Did you contact the bike shop or Giant to let them know you want the 2018 groupset? I am sure this can be worked out.


----------



## FlaG8R

Rashadabd said:


> Did you contact the bike shop or Giant to let them know you want the 2018 groupset? I am sure this can be worked out.


LBS has a call in to CA and I emailed Giant. So far..... crickets.. I'm hoping they will make it right. LBS guy seems to think Giant reserves the right to do that. If so my relationship with Giant will be over.


----------



## Rashadabd

FlaG8R said:


> LBS has a call in to CA and I emailed Giant. So far..... crickets.. I'm hoping they will make it right. LBS guy seems to think Giant reserves the right to do that. If so my relationship with Giant will be over.


I guess the ad doesn't specify which version of the groupset you are getting, but, at bare minimum, it is misleading to place pictures of the new groupset in your ad, not specify what will be on the bike, and then send your cutomer the old groupset. Hopefully, they do the right thing here.


----------



## FlaG8R

Rashadabd said:


> I guess the ad doesn't specify which version of the groupset you are getting,.

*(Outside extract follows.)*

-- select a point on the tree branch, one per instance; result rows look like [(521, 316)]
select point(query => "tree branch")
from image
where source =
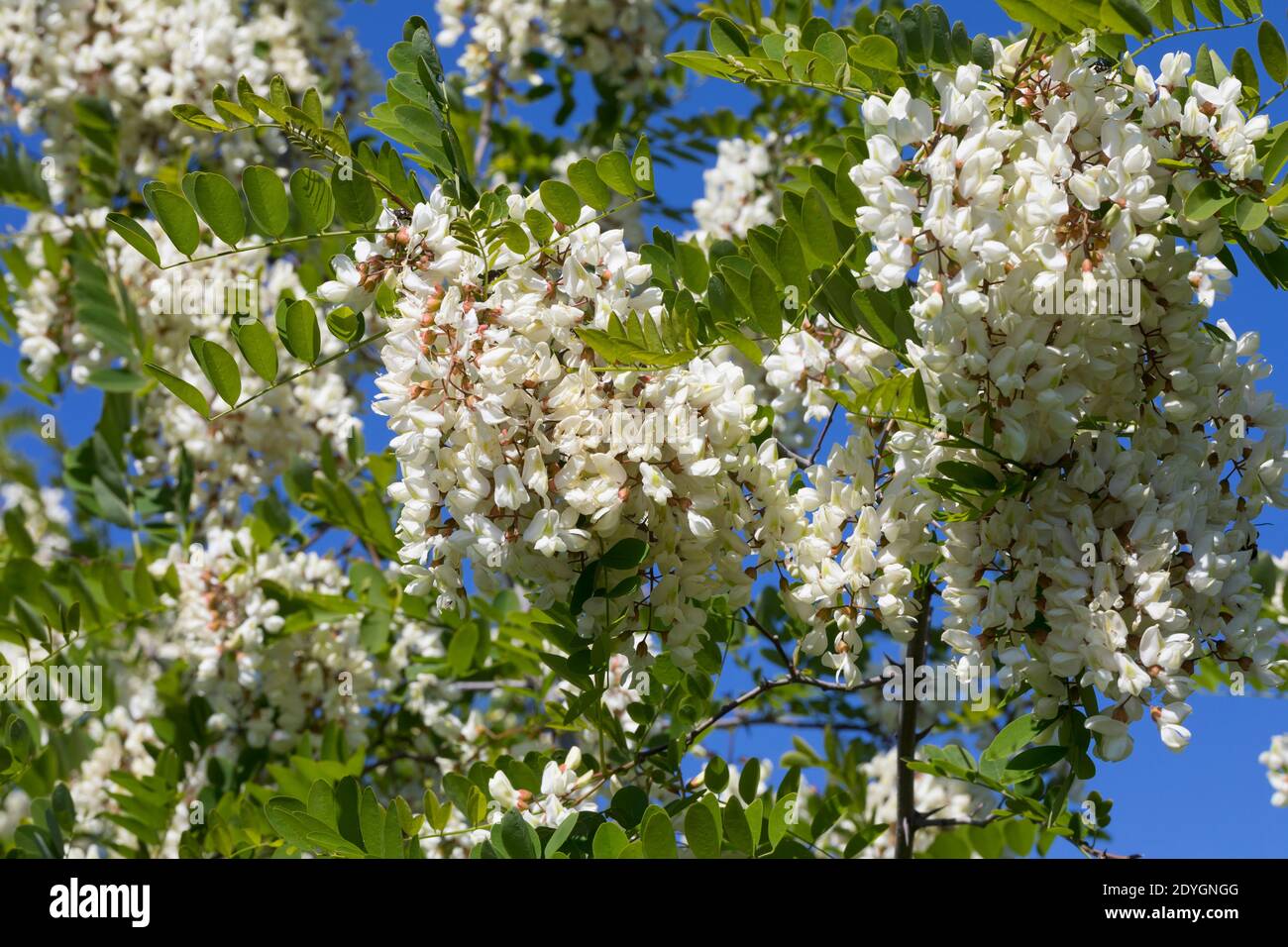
[(906, 819)]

In the specs they state it comes with a RS510 crankset (also pictured with one), mine came with the older RS500 crank as seen on the 2017 model.


----------



## Rashadabd

FlaG8R said:


> In the specs they state it comes with a RS510 crankset (also pictured with one), mine came with the older RS500 crank as seen on the 2017 model.


That's a good point that should work in your favor. I missed that.


----------